My first post gave you the general info on me, but here are a couple more random facts that some incredibly bored person might find interesting:
I have a genuine fear of Mr. Bubble.
Yes, the pink bubble guy on the bubble bath bottle. It all started one day as a child in the tub. There was the bottle propped up against the wall and me bathing gleefully and innocently and then it happened! Mr. Bubble’s eyes moved! Now it was probably one of those cases where you catch something out of the corner of your eye and you think you see movement but there really wasn’t. But I’ve been unable to look at Mr. Bubble ever since without getting seriously freaked out.
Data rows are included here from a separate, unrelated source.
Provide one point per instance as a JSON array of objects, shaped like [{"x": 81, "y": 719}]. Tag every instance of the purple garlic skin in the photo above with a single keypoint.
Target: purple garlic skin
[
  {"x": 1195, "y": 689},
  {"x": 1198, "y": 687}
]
Let’s think about it though. Mr. Bubble is just unnatural. What’s he made out of – bubbles! That’s not right. I mean the Michelin man I can see – he’s made out of inner tubes or something right? The Stay Puft Marshmallow man is made out of marshmallows, those types of things you can deal with – but Mr. Bubble? He can only survive in the water. Imagine taking a lovely bubble bath and then watching in horror as the bubbles converge around you and Mr. Bubble’s face pops up and says hello from between your nether regions. I could sell that script to the makers of Saw and it would be the next best selling horror movie. The only thing that saves me is that most places don’t sell Mr. Bubble anymore and if they do I have to send the hubby down the aisle for the kids’ Elmo bubble bath.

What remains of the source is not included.